The holiday island of Langkawi is bracing for the arrival of thousands of tourists as Malaysians eager for a break from pandemic restrictions begin planning for a good dose of sun, sea and sand after months of virus lockdown.
MalaysiaNow understands that hotels and resorts have already received thousands of bookings following the government’s announcement that Langkawi would reopen to visitors as part of a travel bubble scheme to restart the tourism industry.
The Langkawi Tourism Association (LTA) said hotels registered with it have received some 6,000 bookings, and expects to make about RM24 million in the first three days.
“We estimate some 24,000 tourists will come in the first three days after Sept 16,” said the association’s CEO Zainudin Kadir, referring to the date set by Putrajaya for the reopening of the resort island.
Langkawi was closed off to visitors early this year after the detection of tourism-linked clusters.
Zainudin reckons the island has suffered losses of more than RM1 billion since then.
But while tourism operators are eager to begin welcoming back visitors, he said those who come to the island must not lie about their vaccination status.
Only tourists who have been fully vaccinated are allowed to visit Langkawi, and entrance checks will be strict.
Zainudin said the entrance at the jetty and the airport would be tightly monitored to make sure that only those who have completed their vaccination are allowed in.

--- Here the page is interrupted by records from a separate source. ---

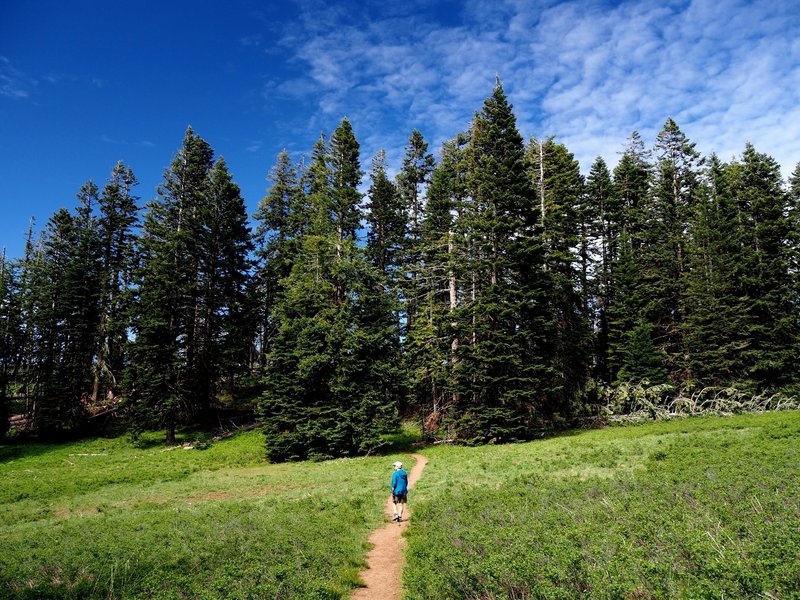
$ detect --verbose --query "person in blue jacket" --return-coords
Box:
[392,460,408,523]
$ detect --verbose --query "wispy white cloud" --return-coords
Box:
[100,134,155,148]
[0,56,36,98]
[264,0,800,177]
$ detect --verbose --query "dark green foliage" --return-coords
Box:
[0,252,22,439]
[617,322,667,385]
[683,156,748,385]
[249,151,307,367]
[581,157,622,385]
[91,162,139,402]
[606,131,652,382]
[26,182,100,435]
[128,128,251,443]
[260,120,403,461]
[528,139,590,416]
[452,82,557,443]
[731,144,798,389]
[397,129,435,330]
[366,150,408,280]
[405,135,468,439]
[0,80,800,446]
[637,119,702,372]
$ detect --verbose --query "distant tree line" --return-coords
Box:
[0,81,800,460]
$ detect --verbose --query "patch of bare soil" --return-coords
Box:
[351,454,428,600]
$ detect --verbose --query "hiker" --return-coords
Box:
[392,460,408,523]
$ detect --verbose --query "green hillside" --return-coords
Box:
[0,411,800,598]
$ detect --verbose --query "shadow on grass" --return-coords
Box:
[0,441,59,463]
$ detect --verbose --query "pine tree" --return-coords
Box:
[619,321,667,385]
[397,129,435,329]
[126,127,213,444]
[583,157,622,385]
[732,144,798,389]
[29,182,100,437]
[446,81,552,442]
[412,135,468,439]
[91,162,139,403]
[638,119,702,381]
[197,157,253,396]
[683,156,746,385]
[250,150,308,367]
[607,131,652,382]
[528,139,590,414]
[0,248,22,440]
[260,119,400,461]
[366,150,408,287]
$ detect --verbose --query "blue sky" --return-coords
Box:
[0,0,800,256]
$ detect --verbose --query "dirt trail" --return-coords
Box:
[351,454,428,600]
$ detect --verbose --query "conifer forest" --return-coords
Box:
[0,81,800,461]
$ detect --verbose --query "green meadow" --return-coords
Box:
[405,412,800,599]
[0,411,800,600]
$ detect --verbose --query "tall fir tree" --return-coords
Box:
[127,128,250,444]
[405,134,468,439]
[28,181,100,437]
[606,131,653,382]
[366,150,408,288]
[731,144,800,389]
[397,129,435,329]
[260,119,401,461]
[528,138,591,414]
[91,162,139,403]
[446,81,554,443]
[583,157,622,385]
[255,150,307,367]
[638,119,702,381]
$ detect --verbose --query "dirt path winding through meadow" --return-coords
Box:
[351,454,428,600]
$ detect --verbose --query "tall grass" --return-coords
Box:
[405,412,800,600]
[0,432,412,599]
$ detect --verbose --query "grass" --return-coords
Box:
[0,432,412,599]
[0,411,800,600]
[405,412,800,600]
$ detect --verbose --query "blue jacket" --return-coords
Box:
[392,469,408,494]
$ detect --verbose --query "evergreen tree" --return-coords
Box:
[528,139,590,414]
[128,128,250,444]
[0,248,22,440]
[91,162,139,402]
[366,150,408,287]
[683,156,746,385]
[397,129,435,329]
[619,321,667,385]
[412,135,468,439]
[446,81,554,442]
[732,144,798,389]
[606,131,652,382]
[637,119,702,381]
[197,157,253,396]
[583,157,622,384]
[250,150,307,366]
[260,119,401,461]
[29,182,100,436]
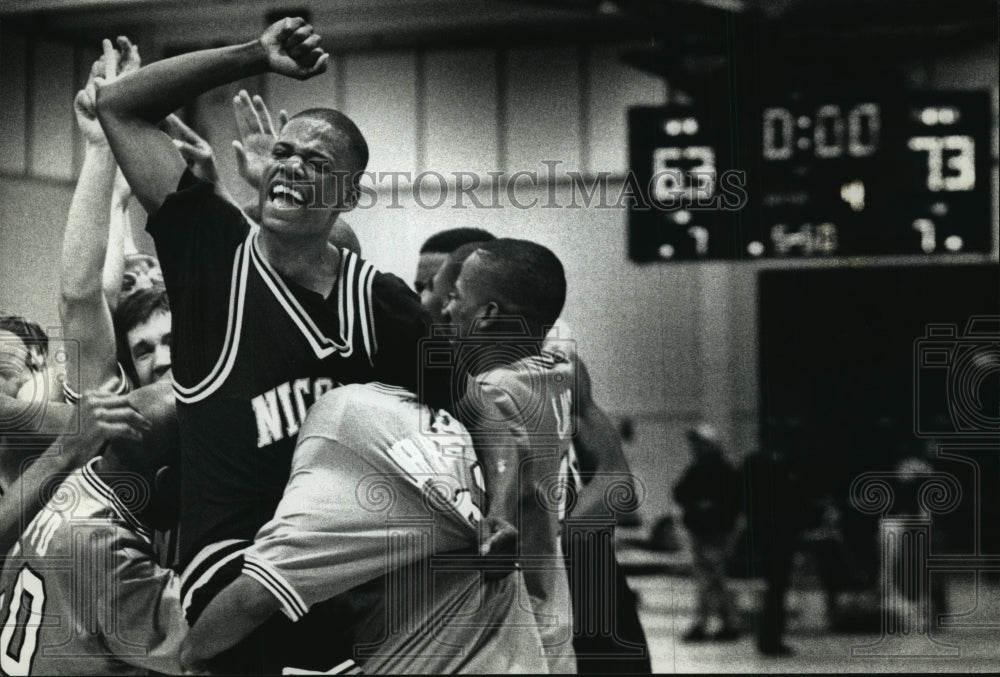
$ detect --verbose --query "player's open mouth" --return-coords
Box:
[267,183,306,209]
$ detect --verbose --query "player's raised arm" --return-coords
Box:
[97,18,329,214]
[59,37,139,392]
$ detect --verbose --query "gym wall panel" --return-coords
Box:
[501,47,581,176]
[342,51,417,180]
[264,54,342,119]
[28,40,76,181]
[422,50,500,178]
[0,33,27,174]
[584,45,667,174]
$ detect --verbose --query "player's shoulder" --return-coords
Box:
[372,266,424,317]
[299,382,420,446]
[476,349,576,394]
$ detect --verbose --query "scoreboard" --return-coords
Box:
[629,88,994,261]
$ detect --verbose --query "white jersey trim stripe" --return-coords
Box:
[174,234,253,404]
[243,555,309,621]
[80,457,153,543]
[358,262,378,366]
[340,248,358,349]
[251,235,356,359]
[181,538,250,616]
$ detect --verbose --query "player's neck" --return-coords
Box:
[260,230,340,298]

“Tourists must have completed 14 days since receiving their second jab,” he said.
“If anyone is found to have flouted this rule, they will not be allowed to enter. We will tell them to turn back.”
Prime Minister Ismail Sabri Yaakob announced last week that Langkawi had been chosen as a pilot project for the travel bubble programme.
Zainudin said those looking for their first getaway in months could make hotel reservations and enter the island through the Langkawi International Airport or the Kuala Perlis jetty.
The Kuala Kedah jetty remains closed for now due to the implementation of enhanced movement control order in the area, scheduled to end on Sept 19.
Zainudin said there would be no room for compromise, even if tourists beg to be let in.
“We will conduct screening tests and temperature checks using infrared scanners,” he said.
“Anyone who has a high temperature will be barred from entering as well.”
The LTA will also station squads at entrances as well as resorts to ensure that tourists comply with the SOPs, especially on maintaining a safe distance.
No limit has been set on the number of tourists allowed into the island, but resorts must cap their visitors at 50% of their premise capacity.
Such measures are a far cry from pre-pandemic times when hotels and homestays would be packed with tourists, especially during peak season.
The idea of being constantly monitored may also be a turn-off for some eager to leave the pandemic behind.
But for now, this appears to be the new norm for tourism, and most would-be travellers appear undaunted.
The association anticipates the addition of extra flights to the island once the programme begins, as families flock to Langkawi’s famous beaches for a breath of fresh air. Even children will be allowed in as long as the rest of their family have been fully jabbed.
Their long break finally over, hotel operators and service providers have been brushing up on their customer relations skills and have all attended a course on how to receive visitors again under Covid-19 restrictions.
All that’s needed now is for the tourists to begin arriving.